— Знаю. И мне остается молиться, чтобы после лекарство нашлось. Давай пока просто постараемся выжить. В с е вместе.
— Согласен.
Дымом — в вены. Дымом — в черное небо. Капельки звезд застыли там, в вышине, точно ртутные слезы. Мальчишка в пустой и пыльной квартире громко дышит, не открывая глаза.
Утром им — в бой. Утром будет новый день и новые силы. Утром… если это утро наступит для них.
========== 7. Тони/Питер ==========
Он находит его на исходе четвертого года. В Лондоне дождь и туман. Питер стоит на мосту и смотрит, как катит свои тяжелые свинцовые воды неторопливая Темза.

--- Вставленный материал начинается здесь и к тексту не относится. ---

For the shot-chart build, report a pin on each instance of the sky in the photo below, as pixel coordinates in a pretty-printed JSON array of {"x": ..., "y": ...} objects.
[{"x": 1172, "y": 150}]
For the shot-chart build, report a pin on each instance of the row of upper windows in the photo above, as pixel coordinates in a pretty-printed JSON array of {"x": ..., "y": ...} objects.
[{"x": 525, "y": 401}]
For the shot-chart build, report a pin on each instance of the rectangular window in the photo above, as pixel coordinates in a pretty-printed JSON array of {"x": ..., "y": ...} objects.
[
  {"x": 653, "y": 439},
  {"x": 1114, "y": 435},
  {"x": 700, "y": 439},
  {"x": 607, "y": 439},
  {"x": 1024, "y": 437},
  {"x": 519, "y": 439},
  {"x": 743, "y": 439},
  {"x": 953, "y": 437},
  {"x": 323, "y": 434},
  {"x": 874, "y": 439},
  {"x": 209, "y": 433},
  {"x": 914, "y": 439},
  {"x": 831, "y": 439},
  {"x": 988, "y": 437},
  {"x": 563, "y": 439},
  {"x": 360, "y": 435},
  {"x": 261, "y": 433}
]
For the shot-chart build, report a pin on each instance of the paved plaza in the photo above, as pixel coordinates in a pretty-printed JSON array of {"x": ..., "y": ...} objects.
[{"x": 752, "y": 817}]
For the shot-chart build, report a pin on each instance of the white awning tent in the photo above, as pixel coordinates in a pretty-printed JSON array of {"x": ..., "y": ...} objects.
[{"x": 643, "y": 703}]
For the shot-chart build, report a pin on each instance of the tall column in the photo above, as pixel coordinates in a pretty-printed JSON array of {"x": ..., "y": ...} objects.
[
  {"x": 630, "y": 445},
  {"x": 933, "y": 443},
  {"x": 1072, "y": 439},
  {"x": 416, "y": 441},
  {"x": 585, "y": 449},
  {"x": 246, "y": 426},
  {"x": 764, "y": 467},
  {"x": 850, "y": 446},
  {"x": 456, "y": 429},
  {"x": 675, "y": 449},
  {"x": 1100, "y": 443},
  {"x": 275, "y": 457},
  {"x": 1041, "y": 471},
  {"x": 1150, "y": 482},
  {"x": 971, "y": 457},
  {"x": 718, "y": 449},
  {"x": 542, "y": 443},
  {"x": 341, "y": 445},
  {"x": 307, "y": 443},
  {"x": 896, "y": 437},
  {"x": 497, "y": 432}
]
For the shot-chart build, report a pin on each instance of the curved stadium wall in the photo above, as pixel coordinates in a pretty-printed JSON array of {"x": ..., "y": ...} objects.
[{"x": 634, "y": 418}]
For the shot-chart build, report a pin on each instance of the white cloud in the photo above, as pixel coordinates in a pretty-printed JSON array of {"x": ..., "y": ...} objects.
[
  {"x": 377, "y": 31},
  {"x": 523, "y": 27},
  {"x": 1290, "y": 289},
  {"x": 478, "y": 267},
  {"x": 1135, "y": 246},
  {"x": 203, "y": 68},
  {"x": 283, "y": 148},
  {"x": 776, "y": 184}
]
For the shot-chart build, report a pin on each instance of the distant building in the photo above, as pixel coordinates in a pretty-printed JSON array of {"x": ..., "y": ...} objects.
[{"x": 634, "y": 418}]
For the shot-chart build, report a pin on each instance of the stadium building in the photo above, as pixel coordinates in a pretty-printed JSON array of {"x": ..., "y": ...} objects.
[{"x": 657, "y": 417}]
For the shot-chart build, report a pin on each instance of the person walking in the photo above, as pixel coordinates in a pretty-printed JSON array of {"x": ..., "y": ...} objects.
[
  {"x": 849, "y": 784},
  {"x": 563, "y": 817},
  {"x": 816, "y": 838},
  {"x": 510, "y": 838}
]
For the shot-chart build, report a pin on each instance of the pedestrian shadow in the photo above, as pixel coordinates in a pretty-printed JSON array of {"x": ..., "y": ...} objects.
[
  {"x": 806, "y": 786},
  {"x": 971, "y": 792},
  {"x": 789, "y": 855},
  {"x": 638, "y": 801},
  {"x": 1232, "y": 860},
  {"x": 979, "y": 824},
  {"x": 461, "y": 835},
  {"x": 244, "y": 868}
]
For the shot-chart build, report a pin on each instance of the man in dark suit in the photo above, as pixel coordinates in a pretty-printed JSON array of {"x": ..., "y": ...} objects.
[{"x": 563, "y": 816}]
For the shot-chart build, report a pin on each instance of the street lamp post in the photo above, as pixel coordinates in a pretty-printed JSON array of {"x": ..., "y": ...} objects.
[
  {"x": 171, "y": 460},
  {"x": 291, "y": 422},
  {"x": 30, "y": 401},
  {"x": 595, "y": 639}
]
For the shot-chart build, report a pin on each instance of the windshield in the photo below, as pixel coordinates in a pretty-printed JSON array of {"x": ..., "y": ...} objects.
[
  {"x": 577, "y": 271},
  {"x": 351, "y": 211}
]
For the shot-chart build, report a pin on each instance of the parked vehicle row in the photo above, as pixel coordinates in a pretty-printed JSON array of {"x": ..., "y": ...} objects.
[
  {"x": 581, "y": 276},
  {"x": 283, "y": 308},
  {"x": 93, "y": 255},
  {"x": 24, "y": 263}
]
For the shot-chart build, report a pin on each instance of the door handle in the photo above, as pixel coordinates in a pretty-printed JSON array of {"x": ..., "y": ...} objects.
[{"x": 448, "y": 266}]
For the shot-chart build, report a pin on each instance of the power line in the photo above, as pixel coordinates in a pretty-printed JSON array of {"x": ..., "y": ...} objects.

На нем разношенные кеды и капюшон на влажных кудрях. У него капли дождя на носу и стиснутые в кулаки руки — в глубоких карманах. И холодные губы — тонкой полоской, как нитка. Под глазами круги — будто неделю нормально не спал. Будто не получается найти свое место.
“Мне больно… мистер Старк… я не хочу умирать…”
Это было? Это могло быть просто сном? Или одной из граней реальностей, которыми Танос играет сейчас, как кости бросает. Это могло быть? Мальчишка, что рассыпался в прах у него на руках. Мальчишка, что цеплялся немеющими пальцами и шептал, шептал. Он шептал, даже когда губ уже не осталось.
“Мистер Старк… так больно… мне страшно”
Это было? Это был просто бред?
Но почему тогда все эти годы Тони Старк рыщет по странам и городам, как безумный? Он вглядывается в лица, пытаясь сверить черты. Пытаясь разглядеть, узнать того, кого быть в живых просто не может…
Сейчас он стоит на мосту.
Сейчас он стоит и смотрит на волны.
Стоит. Прямо здесь. Питер Паркер. Ответом и целой сотней новых вопросов.
Тони… Тони чувствует, как льдинки царапают горло, как мост плывет под ногами, как качается и скрипит.
Питер Паркер.
— Питер… — получается хрипло, как будто долго кричал под дождем вот на этом самом мосту. Как будто запрокидывал горло в небо. Как будто связки покрылись инеем, даже льдом. — Питер, как же это возможно?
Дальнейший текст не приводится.